Vocal bursts are little understood, but profoundly important: They provide structure and dynamism to our social interactions. They seem to predate language and make up a huge part of the early communication that occurs between babies and their parents. The way two people use vocal bursts in a conversation can provide information about how good their friendship is or their relative rank in a social hierarchy. It’s clear that vocal bursts are an important part of the human toolkit for communication and expression, but we still have little idea of what they mean. Do they express emotions, just give you a general idea of how someone is feeling, or something else? How many different emotions can we express using vocal bursts? Do people from different parts of the world use the same sounds to express the same emotions?
Our Study
Over 16,000 people from the United States, China, India, South Africa, and Venezuela participated in our study to help determine the emotional meanings of vocal bursts.
We started by collecting thousands of audio clips of people from around the world making sounds like this (and this, and this). We asked a first group of 8,941 participants to listen to the vocal bursts and tell us what emotions they thought they conveyed (choosing from up to 48 different options – including nuanced states like Empathic Pain, Contemplation, and Aesthetic Appreciation).
On their own, these emotion ratings can tell us a lot about what people around the world hear in vocal bursts. But, in theory, these ratings could also just be influenced by quirks of the original vocal bursts, like the speaking voices, demographics, or audio quality of the recordings.
So, for each vocal burst, we asked participants to record themselves mimicking the sounds they heard. This led to a uniquely large and diverse set of vocal bursts – 282,906 vocal bursts recorded by our participants tagged with self-reported emotions. This allowed us to understand more about the underlying vocal modulations that convey emotion. Specifically, did the mimicked vocal bursts reliably convey the same emotions as the original “seed” vocal bursts? This would indicate some underlying meaning expressed by these vocalizations that isn’t shaped by the identity of the person making them, like their gender and age. It would also confirm that the translations of emotion terms in different languages carry similar meanings if they are used to describe the same vocal bursts.

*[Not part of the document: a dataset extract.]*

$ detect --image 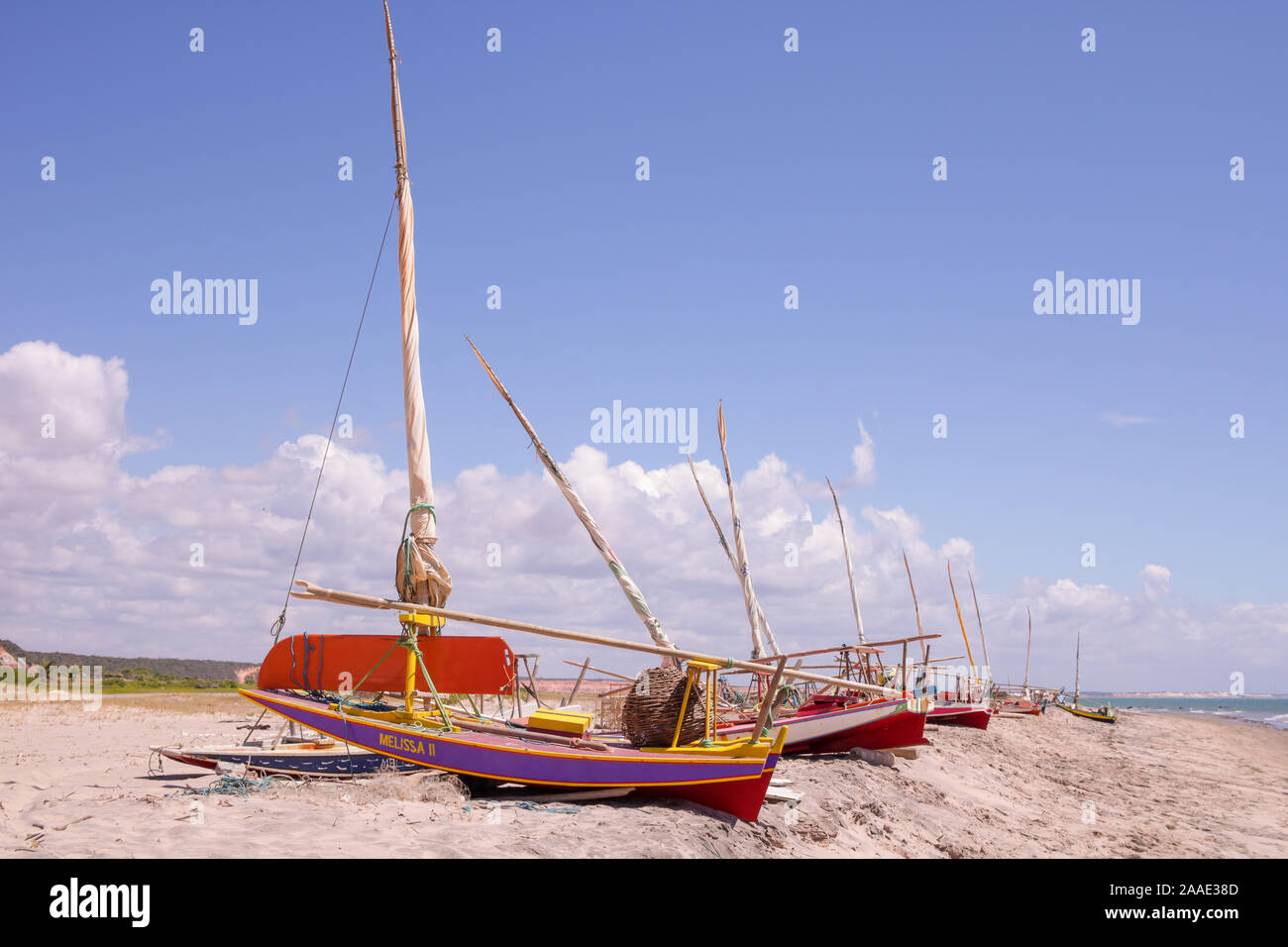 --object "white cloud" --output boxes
[0,343,1288,690]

In order to address this systematically, we asked an additional group of 7,879 participants from the same countries to listen to the recordings of participants mimicking the vocal bursts and decide what emotions they heard.

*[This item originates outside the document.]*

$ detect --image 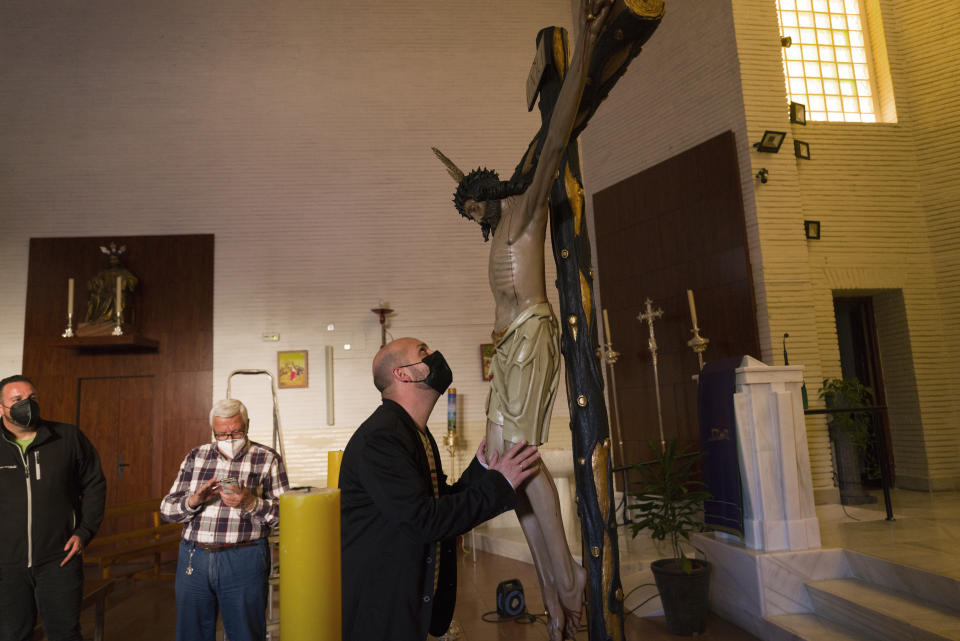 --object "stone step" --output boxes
[806,579,960,641]
[763,613,873,641]
[844,550,960,609]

We wanted to determine whether the same underlying vocal expressions were present in the vocal burst recordings made from around the world, and whether these expressions had the same meaning to people in different cultures. How many distinct expressions were there, even though they were made by people from a variety of backgrounds, cultures, and contexts? Did people from around the world use the same emotion concepts to describe the same vocal bursts, even though they responded in their own languages?
Since we had a very large dataset to work with, we were able to approach this with cutting-edge computational methods. We trained an AI model to understand vocal bursts, and used this model to address our questions in a data-driven way.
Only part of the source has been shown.